# AV Receiver help please - Resolved :)



## Electric_Andy (27 Feb 2021)

Hi, please could someone help me setup my new AV receiver?

I have a modern TV, an Amazon Firestick, a new Denon X550BT AVR, and a set of speakers.

I have read the manual and set it up as they suggested, and also have gone through the setup callibration on the AVR. But I can only get video, not sound.

During the callibration, the left and right speakers hissed as they were supposed to, so they are hooked up correctly.

Here's what I have done:

TV HDMI1 connected to AVR HDMI out (monitor)
Digital audio cable going from TV to AVR
RCAs (red and white) going from TV to AVR
Firestick plugged into mains and going to Media Player input on AVR (HDMI)

Still no sound. I've googled, and still am baffled. Everything worked fine on my old amp and speakers


----------



## ColinJ (27 Feb 2021)

What make/model of TV is it?


----------



## Electric_Andy (27 Feb 2021)

Sorry - It's a Digihome 43 FHD CNTD - a Tesco one, but seems to have all the ins and outs required? Could it be that is doesn't support ARC? If so, what do I do about it?!


----------



## midlife (27 Feb 2021)

Set to mute on the TV remote?


----------



## Electric_Andy (27 Feb 2021)

TV volume goes up and down fine, but nothing comes out from the external speakers.


----------



## stoatsngroats (27 Feb 2021)

Do you have to change a sound setting on the Tv setup to divert sound away from the Tv speakers?


----------



## mistyoptic (27 Feb 2021)

Wouldn’t expect to need the RCAs and the Optical cable both connected.

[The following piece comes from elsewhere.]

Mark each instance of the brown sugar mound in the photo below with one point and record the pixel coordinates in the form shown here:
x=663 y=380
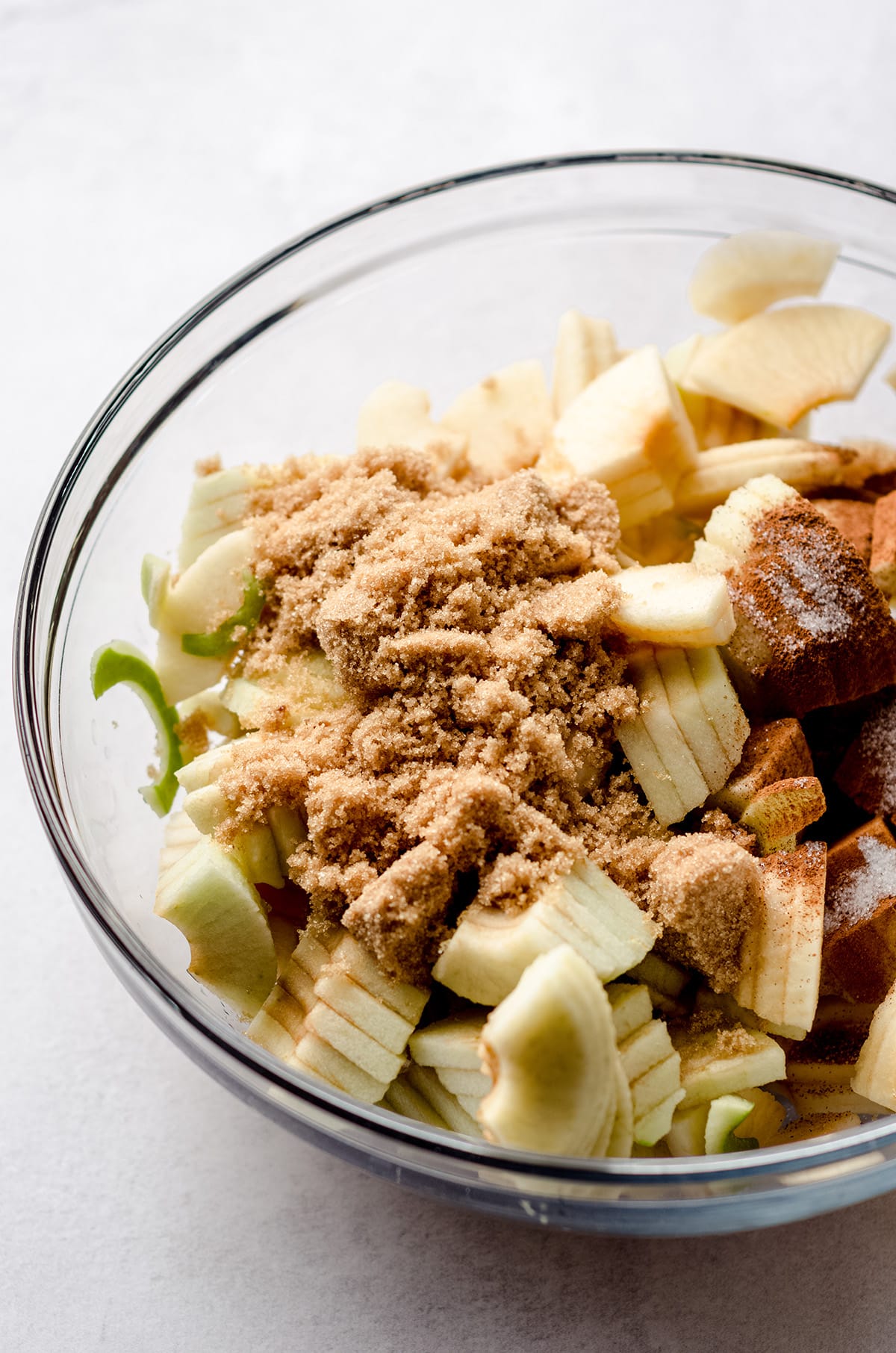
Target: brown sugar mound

Either/or, surely? Maybe that’s upsetting it


----------



## mistyoptic (27 Feb 2021)

In fact, if the TV can do HDMI with ARC then you shouldn’t need the others at all


----------



## Electric_Andy (27 Feb 2021)

My TV HDMI doesn't say "ARC" so I'm assuming it doesn't support ARC becasue it's a cheapo TV. I've unplugged the RCA, so all that's connected now is HDMI from TV to AVR, and digital audio cable from TV to AVR. And Firestick to AVR.


----------



## MntnMan62 (27 Feb 2021)

Make sure your AV receiver is set to the correct source. You may need to toggle through the different sources. That happened to me a couple times. Also, if it's a Bluetooth receiver, and someone else is paired to it, you won't get sound. You need to make sure all other devices are unpaired.


----------



## Electric_Andy (27 Feb 2021)

Thanks, but haven't connected anything to bluetooth yet.

The TV source lists the AV, so I selected that. Am I supposed to plug my Firestick into the AVR? I did that but still no sound. So I plugged it into the TV, again got a picture but no sound


----------



## Electric_Andy (27 Feb 2021)

Sorted thank you - it was the input menu on the AVR I had to change input to Digital Audio.

THANKS EVERYONE !


----------